There was much more action for the brave helicopter crews in the days to come as the defeated ARVN soldiers desperately fought off the determined enemy, hoping all the while for the distant whomp whomp sound of Hueys and Cobras coming to their rescue. On March 20, two days after the loss of Brandt and Boffman, the Commanding Officer of the Kingsmen, Major Jack L. Barker, was shot down and killed with his entire crew while attempting more ARVN rescues in Laos. Nine Kingsmen Hueys would leave Khe Sanh into Laos, seven would return.
Since Laos was off-limits to US ground troops, with the classified SOG warriors and some CIA operatives the only exceptions, recovering prisoners or bodies from Laos was essentially impossible. Laos said it held prisoners but none were returned. Nolan wrote the US government never negotiated for their return. Over 600 Americans were lost in Laos. Brandt and Boffman would remain in Laos until 1990.
In mid-January 1990, a joint US and Laotian team excavated Brandt’s crash site and recovered their remains. In October of that year, Jack Hauck was drinking his morning coffee and reading the newspaper when he came across a photo titled “Long-Awaited Farewell.” It told of the burial of Keith Brandt and Alan Boffman at Arlington National Cemetery. A year earlier Kingsman 11, Gerry Morgan, had contacted him.
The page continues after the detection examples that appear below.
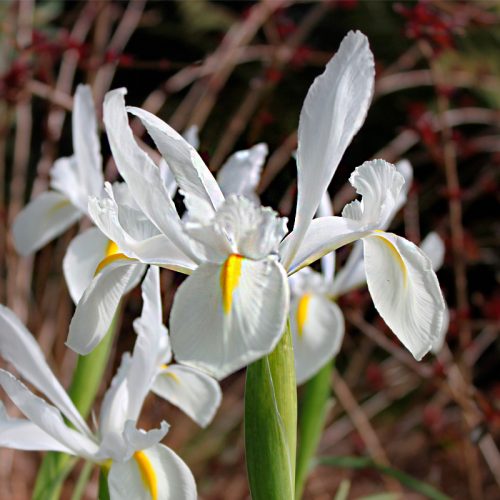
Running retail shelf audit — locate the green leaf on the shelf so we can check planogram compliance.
[317,457,450,500]
[295,362,333,499]
[245,324,297,500]
[32,310,120,500]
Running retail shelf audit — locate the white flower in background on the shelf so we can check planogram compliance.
[69,32,445,378]
[0,276,197,500]
[12,85,104,255]
[134,266,222,427]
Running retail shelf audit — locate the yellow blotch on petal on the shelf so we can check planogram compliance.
[375,231,408,286]
[134,451,158,500]
[220,253,244,314]
[297,293,311,337]
[94,240,134,276]
[161,364,181,384]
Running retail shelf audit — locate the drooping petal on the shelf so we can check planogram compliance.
[331,241,366,297]
[127,106,224,210]
[280,216,368,274]
[50,155,91,214]
[290,293,345,384]
[217,143,268,200]
[0,401,71,453]
[363,231,446,360]
[0,370,98,459]
[89,185,196,273]
[284,32,375,268]
[63,227,109,304]
[170,255,289,379]
[72,85,104,196]
[108,444,197,500]
[12,191,82,255]
[152,365,222,427]
[0,305,91,436]
[342,160,404,229]
[66,259,142,354]
[419,232,445,271]
[104,89,196,260]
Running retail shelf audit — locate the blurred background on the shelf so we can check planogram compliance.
[0,0,500,500]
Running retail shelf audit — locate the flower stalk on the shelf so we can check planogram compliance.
[295,361,334,500]
[245,323,297,500]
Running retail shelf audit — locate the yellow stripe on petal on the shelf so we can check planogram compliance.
[220,253,244,314]
[375,231,408,286]
[134,451,158,500]
[297,293,311,337]
[94,240,134,276]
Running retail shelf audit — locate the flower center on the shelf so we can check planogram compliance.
[220,253,244,314]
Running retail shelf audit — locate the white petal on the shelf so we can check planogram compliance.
[72,85,104,196]
[182,125,200,149]
[342,160,404,229]
[316,191,335,281]
[12,191,82,255]
[363,232,446,360]
[170,256,289,379]
[217,143,268,200]
[152,365,222,427]
[104,89,193,257]
[431,307,450,354]
[0,402,71,453]
[284,32,375,267]
[127,106,224,210]
[89,185,196,273]
[0,305,90,435]
[280,216,368,274]
[63,227,109,304]
[419,232,445,271]
[66,260,141,354]
[0,370,98,459]
[290,293,345,384]
[108,445,197,500]
[50,155,91,213]
[331,241,366,297]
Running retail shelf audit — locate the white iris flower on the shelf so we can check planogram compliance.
[0,275,197,500]
[69,32,445,378]
[13,85,104,255]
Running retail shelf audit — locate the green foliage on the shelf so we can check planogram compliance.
[245,324,297,500]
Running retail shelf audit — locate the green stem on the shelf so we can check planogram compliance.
[295,361,333,500]
[32,309,120,500]
[245,324,297,500]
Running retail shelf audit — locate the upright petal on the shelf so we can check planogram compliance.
[66,260,142,354]
[63,227,109,304]
[363,231,446,360]
[0,370,98,460]
[0,305,91,435]
[284,32,375,268]
[104,89,196,260]
[342,160,404,229]
[151,364,222,427]
[127,106,224,210]
[217,143,268,200]
[72,85,104,196]
[290,293,345,384]
[12,191,82,255]
[170,256,289,379]
[108,444,197,500]
[89,184,196,273]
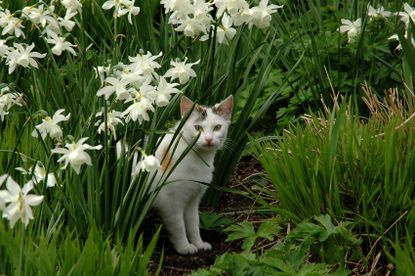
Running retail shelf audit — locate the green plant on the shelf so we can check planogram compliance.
[0,222,162,275]
[192,215,360,275]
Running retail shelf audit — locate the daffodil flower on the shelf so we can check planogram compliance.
[251,0,283,29]
[123,97,155,124]
[16,164,56,188]
[52,137,102,174]
[216,13,236,44]
[367,5,392,17]
[46,31,76,56]
[6,43,46,74]
[127,51,163,77]
[0,175,43,228]
[0,86,22,121]
[397,3,415,28]
[132,152,160,176]
[156,76,180,107]
[164,58,200,84]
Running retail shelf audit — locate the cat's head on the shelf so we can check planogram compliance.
[180,95,233,151]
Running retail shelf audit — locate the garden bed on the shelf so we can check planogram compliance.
[149,157,262,275]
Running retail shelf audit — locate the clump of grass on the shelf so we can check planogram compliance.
[252,87,415,270]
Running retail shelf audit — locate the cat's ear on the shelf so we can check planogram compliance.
[213,95,233,120]
[180,96,194,117]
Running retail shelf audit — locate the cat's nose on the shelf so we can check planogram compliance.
[205,138,212,146]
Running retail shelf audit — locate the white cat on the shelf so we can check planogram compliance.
[149,95,233,255]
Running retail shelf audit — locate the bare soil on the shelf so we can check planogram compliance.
[152,157,262,275]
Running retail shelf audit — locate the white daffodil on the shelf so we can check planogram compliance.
[32,109,71,140]
[22,4,52,28]
[0,9,25,38]
[164,57,200,84]
[120,0,140,24]
[0,87,22,121]
[171,16,210,38]
[216,13,236,44]
[251,0,283,28]
[95,110,124,139]
[132,152,160,176]
[337,18,362,43]
[396,3,415,28]
[46,31,76,56]
[123,97,155,124]
[61,0,82,13]
[213,0,249,17]
[0,174,8,211]
[52,137,102,174]
[16,164,56,188]
[6,43,46,74]
[94,66,111,85]
[0,39,9,59]
[156,76,180,107]
[367,4,392,17]
[0,176,43,228]
[127,51,163,77]
[160,0,191,13]
[97,76,138,100]
[58,12,77,32]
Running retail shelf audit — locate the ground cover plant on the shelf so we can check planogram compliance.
[0,0,281,274]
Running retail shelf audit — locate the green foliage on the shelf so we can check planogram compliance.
[386,230,415,275]
[192,215,361,276]
[252,97,415,270]
[0,222,161,275]
[247,0,404,129]
[225,219,281,252]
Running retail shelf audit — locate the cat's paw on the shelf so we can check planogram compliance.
[195,241,212,251]
[175,243,197,255]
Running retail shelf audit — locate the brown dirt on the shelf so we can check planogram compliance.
[152,157,262,275]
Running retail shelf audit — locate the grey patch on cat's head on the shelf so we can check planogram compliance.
[195,104,207,121]
[212,95,233,118]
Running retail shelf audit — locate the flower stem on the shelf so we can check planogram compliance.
[17,224,26,276]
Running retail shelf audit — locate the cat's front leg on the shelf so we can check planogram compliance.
[184,198,212,251]
[158,204,197,255]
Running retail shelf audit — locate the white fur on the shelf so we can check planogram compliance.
[150,99,232,255]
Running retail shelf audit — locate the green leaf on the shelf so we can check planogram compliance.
[200,212,233,232]
[314,214,338,242]
[225,221,257,251]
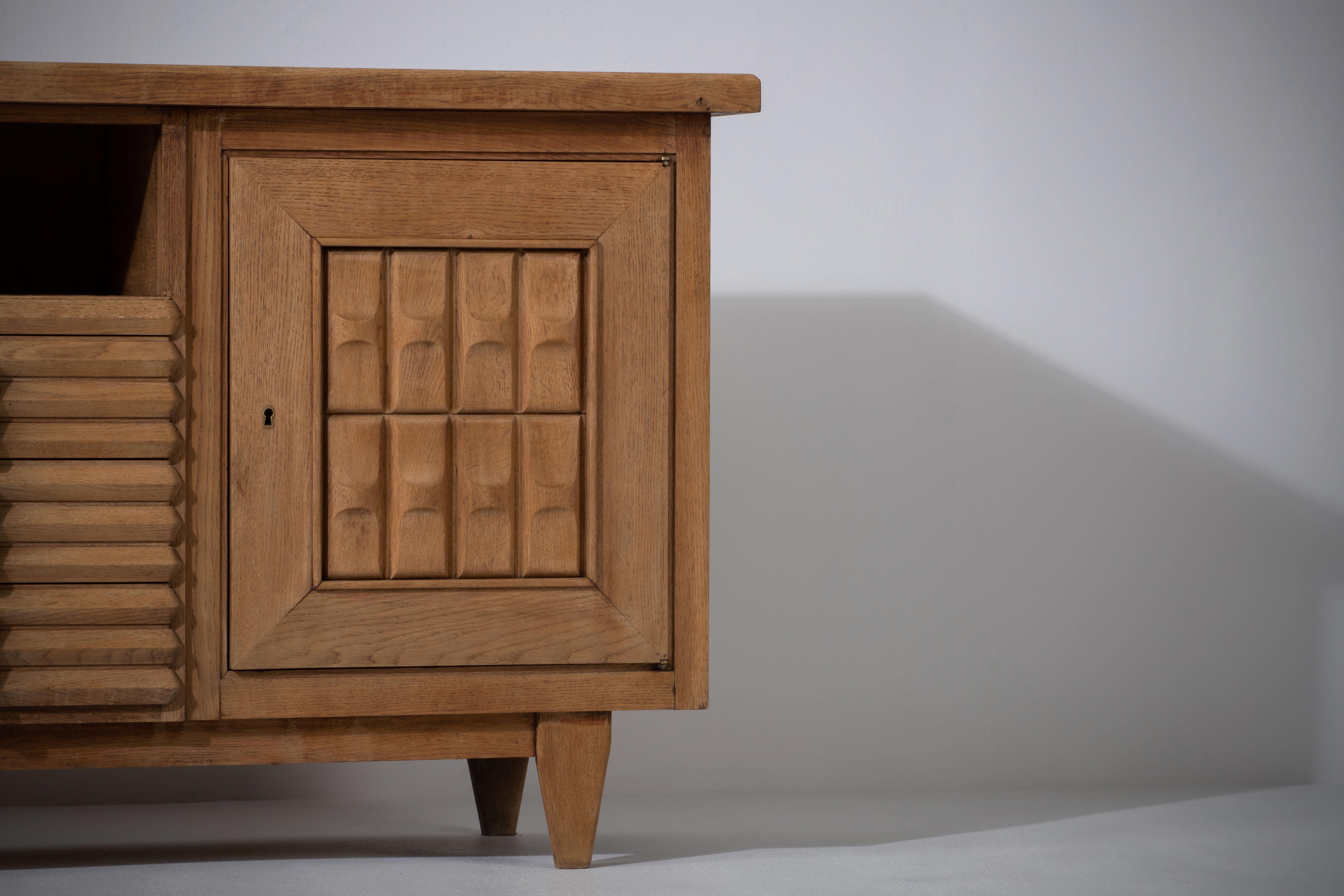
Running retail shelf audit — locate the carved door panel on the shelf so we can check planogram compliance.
[229,157,672,669]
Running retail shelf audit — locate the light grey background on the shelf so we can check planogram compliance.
[0,0,1344,802]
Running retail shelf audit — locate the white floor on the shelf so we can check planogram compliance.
[0,786,1344,896]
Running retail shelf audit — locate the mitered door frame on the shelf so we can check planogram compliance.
[188,110,710,719]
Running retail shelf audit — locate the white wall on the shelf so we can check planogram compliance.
[0,0,1344,793]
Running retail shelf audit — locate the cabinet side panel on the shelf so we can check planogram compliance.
[387,251,449,414]
[327,251,386,414]
[593,168,672,650]
[327,414,386,579]
[387,414,450,579]
[672,115,710,709]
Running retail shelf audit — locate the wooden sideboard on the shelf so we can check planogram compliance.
[0,63,759,868]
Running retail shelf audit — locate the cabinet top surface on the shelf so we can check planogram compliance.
[0,62,761,115]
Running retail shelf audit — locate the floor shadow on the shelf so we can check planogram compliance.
[0,787,1263,870]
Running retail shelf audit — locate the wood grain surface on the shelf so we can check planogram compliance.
[327,251,387,414]
[0,583,181,627]
[220,666,673,719]
[0,666,181,709]
[517,253,582,414]
[0,501,181,544]
[453,253,517,414]
[0,62,761,114]
[536,712,611,868]
[0,420,181,459]
[0,379,181,419]
[0,626,181,666]
[0,336,181,379]
[386,414,452,579]
[233,588,663,669]
[0,544,181,583]
[0,298,181,336]
[223,109,676,156]
[229,160,316,666]
[327,414,387,579]
[0,461,181,501]
[0,713,536,768]
[466,756,527,837]
[517,414,582,576]
[452,414,517,578]
[390,251,450,414]
[590,168,672,652]
[240,157,664,246]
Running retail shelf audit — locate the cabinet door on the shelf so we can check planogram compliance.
[229,157,673,669]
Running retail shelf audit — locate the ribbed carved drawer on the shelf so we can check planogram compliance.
[0,296,183,724]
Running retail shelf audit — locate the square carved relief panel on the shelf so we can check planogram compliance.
[325,250,585,580]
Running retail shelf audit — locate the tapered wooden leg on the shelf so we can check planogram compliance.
[466,756,527,837]
[536,712,611,868]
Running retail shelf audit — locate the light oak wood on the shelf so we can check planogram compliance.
[452,415,516,578]
[386,251,450,414]
[183,110,229,719]
[239,157,665,246]
[0,666,181,709]
[466,756,527,837]
[453,253,517,412]
[327,414,387,579]
[316,575,594,591]
[220,666,673,719]
[0,713,536,770]
[0,103,163,125]
[517,414,582,576]
[0,336,181,379]
[0,62,761,114]
[589,168,673,652]
[0,296,181,336]
[223,109,676,159]
[672,114,710,709]
[0,626,181,666]
[155,109,194,721]
[517,253,582,414]
[0,461,181,501]
[0,584,181,627]
[386,414,452,579]
[0,420,181,459]
[227,160,321,666]
[536,712,611,868]
[327,251,387,414]
[231,588,664,669]
[0,501,181,544]
[0,379,181,419]
[0,544,181,583]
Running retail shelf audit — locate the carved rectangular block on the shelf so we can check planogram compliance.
[387,414,452,579]
[453,416,515,578]
[327,415,384,579]
[327,251,386,414]
[387,251,450,414]
[453,251,517,414]
[517,253,579,414]
[517,415,581,576]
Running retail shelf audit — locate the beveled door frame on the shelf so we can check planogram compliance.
[188,109,710,719]
[229,156,672,670]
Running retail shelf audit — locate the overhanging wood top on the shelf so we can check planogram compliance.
[0,62,761,115]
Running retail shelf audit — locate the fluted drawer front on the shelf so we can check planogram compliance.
[0,296,183,724]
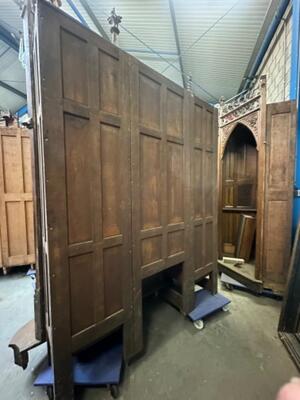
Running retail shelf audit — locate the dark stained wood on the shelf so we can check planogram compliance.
[219,91,295,293]
[263,102,296,291]
[8,320,41,369]
[27,0,217,400]
[220,125,258,257]
[235,214,256,261]
[31,2,132,399]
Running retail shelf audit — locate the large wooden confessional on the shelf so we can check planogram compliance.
[219,77,295,293]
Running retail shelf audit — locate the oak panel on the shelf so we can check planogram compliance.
[100,124,122,237]
[2,135,23,193]
[69,253,95,335]
[6,201,27,257]
[168,230,184,256]
[61,30,88,105]
[103,246,124,317]
[193,224,204,270]
[65,114,93,244]
[140,135,161,229]
[99,51,120,114]
[21,137,32,193]
[167,142,184,224]
[139,74,161,130]
[141,236,162,266]
[167,90,183,138]
[192,149,204,218]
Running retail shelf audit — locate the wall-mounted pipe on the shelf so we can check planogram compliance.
[290,0,300,233]
[67,0,89,28]
[244,0,290,89]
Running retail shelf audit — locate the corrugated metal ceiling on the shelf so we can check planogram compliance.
[0,0,271,111]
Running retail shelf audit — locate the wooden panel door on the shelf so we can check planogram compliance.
[190,97,218,282]
[131,59,193,349]
[0,127,35,267]
[35,1,131,399]
[263,101,296,290]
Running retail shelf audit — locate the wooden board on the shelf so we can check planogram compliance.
[0,127,35,268]
[263,101,296,291]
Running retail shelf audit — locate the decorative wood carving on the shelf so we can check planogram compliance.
[220,110,259,156]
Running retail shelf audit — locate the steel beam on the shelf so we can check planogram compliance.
[0,25,19,53]
[169,0,186,88]
[0,81,27,99]
[79,0,110,41]
[290,0,300,233]
[67,0,89,28]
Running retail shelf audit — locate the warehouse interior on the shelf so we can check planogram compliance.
[0,0,300,400]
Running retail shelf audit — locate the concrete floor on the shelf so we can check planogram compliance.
[0,271,298,400]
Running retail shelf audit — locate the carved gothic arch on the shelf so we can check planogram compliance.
[220,111,259,159]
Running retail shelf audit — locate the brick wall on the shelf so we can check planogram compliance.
[258,6,291,103]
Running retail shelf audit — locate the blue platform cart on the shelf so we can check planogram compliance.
[188,289,231,330]
[34,342,123,399]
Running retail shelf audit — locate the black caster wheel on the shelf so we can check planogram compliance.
[224,283,233,292]
[109,385,120,399]
[46,386,54,400]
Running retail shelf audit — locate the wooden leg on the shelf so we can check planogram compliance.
[207,270,218,294]
[124,281,144,361]
[182,262,195,315]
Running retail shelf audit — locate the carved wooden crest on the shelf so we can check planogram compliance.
[219,80,265,157]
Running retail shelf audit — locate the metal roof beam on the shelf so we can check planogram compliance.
[0,81,27,99]
[79,0,110,41]
[67,0,89,28]
[0,25,19,52]
[169,0,186,87]
[122,47,178,57]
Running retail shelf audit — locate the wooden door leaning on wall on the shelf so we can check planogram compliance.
[0,127,35,272]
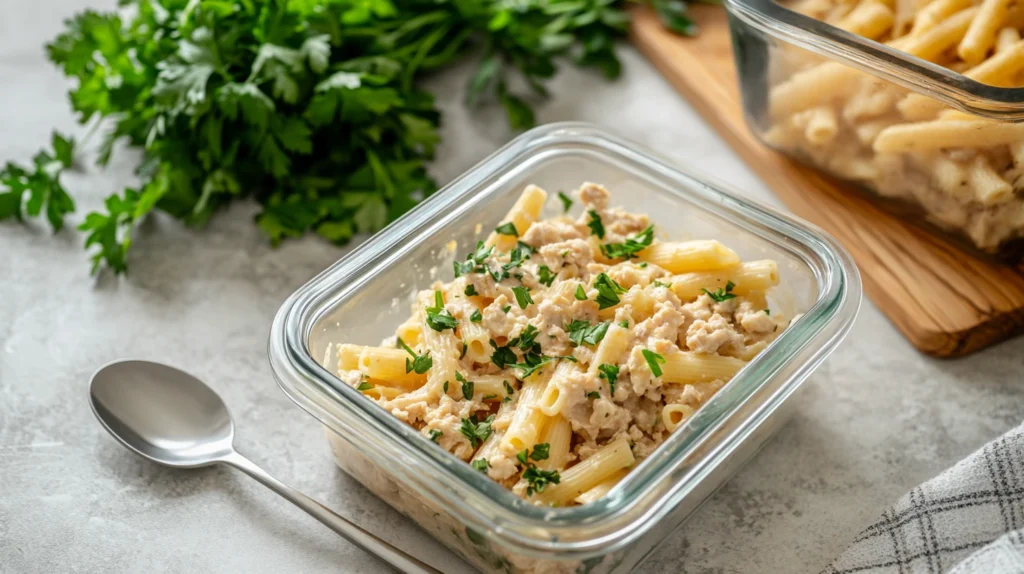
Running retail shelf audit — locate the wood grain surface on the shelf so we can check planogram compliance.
[631,5,1024,357]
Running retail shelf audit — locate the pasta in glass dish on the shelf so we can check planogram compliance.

They would recall the day that Hauck’s friend Keith Brandt died and Morgan and his crew rescued Hauck and his Cobra co-pilot Butch Bates.
This story is found on several websites but most completely in Phil Marshall’s book Helicopter Rescues Vietnam: Lam Son 719. It is one of over 425 stories of helicopter rescues and that book is one of 21 written and published by Marshall. (Available on Amazon). Phil has been incredibly helpful to me in offering encouragement, additional resources and a very complimentary review in the current issue of VHPA’s Aviator magazine. I was very pleased to hear in a phone call with Phil today (Saturday) that he is now working on assembling helicopter rescues across the border supporting SOG.
Links re Captain Keith Brandt
http://www.armyaircrews.com/cobra_nam.html
https://www.pownetwork.org/bios/b/b398.htm
https://www.vvmf.org/Wall-of-Faces/5377/KEITH-A-BRANDT/
For those interested, I’ve added a new section to the website for It Was My Turn with information about the 361st Pink Panthers. It’s just a start with much more to come. It has the recent interview with Col Bill Reeder (Ret) and his time with the Panthers.
Ger, you've entered this new phase of your writing life with passion! No intellectual abstractions here, but raw realities of war and those who fought and lived or died.
Consuming and heavy, isn't it. And with many new relationships, deeply humanizing, I think.